RBI’s New Banking Rules: What Changes for You from October 1

The Reserve Bank of India (RBI) has introduced significant amendments to banking regulations, with three major changes effective from October 1, 2025, aimed at increasing flexibility for banks and improving benefits for borrowers.

Additionally, four important draft guidelines are open for public comment until October 20, 2025.

Immediate Changes (Effective October 1)

  1. Faster Loan Rate Reductions:
    • For Borrowers: If the policy interest rate is cut, banks can now reduce the spread components on your floating-rate personal, retail, and MSME loans sooner than the previous three-year restriction. This means lower EMIs or interest outgoes could happen much faster.
    • Flexibility: Banks are now allowed, at their discretion, to offer you the option to switch from a floating rate to a fixed rate when your interest rate is reset.
  2. Expanded Gold-Backed Lending:
    • The scope of working capital loans against gold and silver collateral has been broadened. The loans are no longer limited to jewellers; they can now be extended to any manufacturer or industrial processor using these metals as raw material.
    • Tier 3 and Tier 4 Urban Co-operative Banks are also now permitted to offer these loans, expanding access to credit in smaller cities.
  3. Easier Capital Raising for Banks:
    • The RBI has revised the eligible limits for certain overseas bonds (Perpetual Debt Instruments or PDIs) that banks use to build up their Tier 1 capital. This gives banks more room to raise funds in international markets.

Draft Proposals for Public Feedback (Deadline: October 20)

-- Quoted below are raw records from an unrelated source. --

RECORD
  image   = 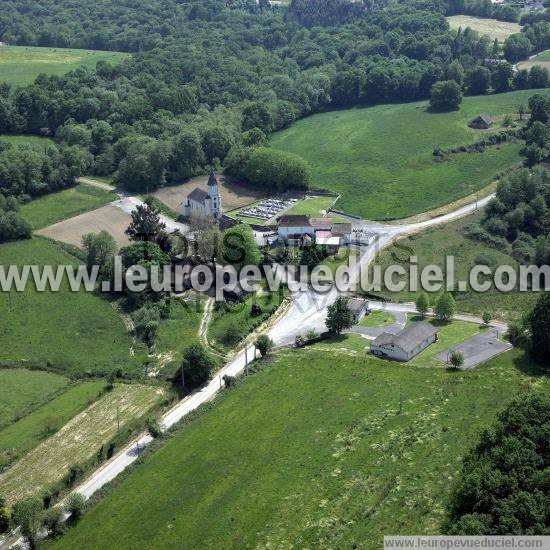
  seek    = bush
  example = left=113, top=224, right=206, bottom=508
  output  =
left=44, top=508, right=64, bottom=536
left=255, top=334, right=274, bottom=357
left=147, top=418, right=162, bottom=439
left=65, top=493, right=86, bottom=521
left=180, top=344, right=215, bottom=388
left=221, top=325, right=244, bottom=346
left=222, top=374, right=237, bottom=388
left=250, top=304, right=263, bottom=317
left=443, top=392, right=550, bottom=535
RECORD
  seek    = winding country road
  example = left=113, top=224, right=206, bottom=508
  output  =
left=0, top=189, right=500, bottom=548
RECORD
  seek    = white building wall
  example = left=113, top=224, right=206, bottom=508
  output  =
left=278, top=225, right=315, bottom=239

The following four key proposals are open for feedback from all stakeholders:

  1. Gold Metal Loans (GML): The RBI proposes to extend the repayment tenor for GMLs to 270 days (up from 180 days). They also plan to allow these loans for domestic non-manufacturers who outsource jewellery production.
  2. Large Exposures Framework (LEF): Changes are being introduced to clarify and align the exposure norms, particularly for foreign bank branches operating in India.
  3. Credit Information Reporting: Credit institutions may be required to move to weekly reporting of credit data to credit bureaus, instead of the current fortnightly cycle. This aims to provide more timely and accurate credit information, along with faster error correction and mandatory capture of CKYC data.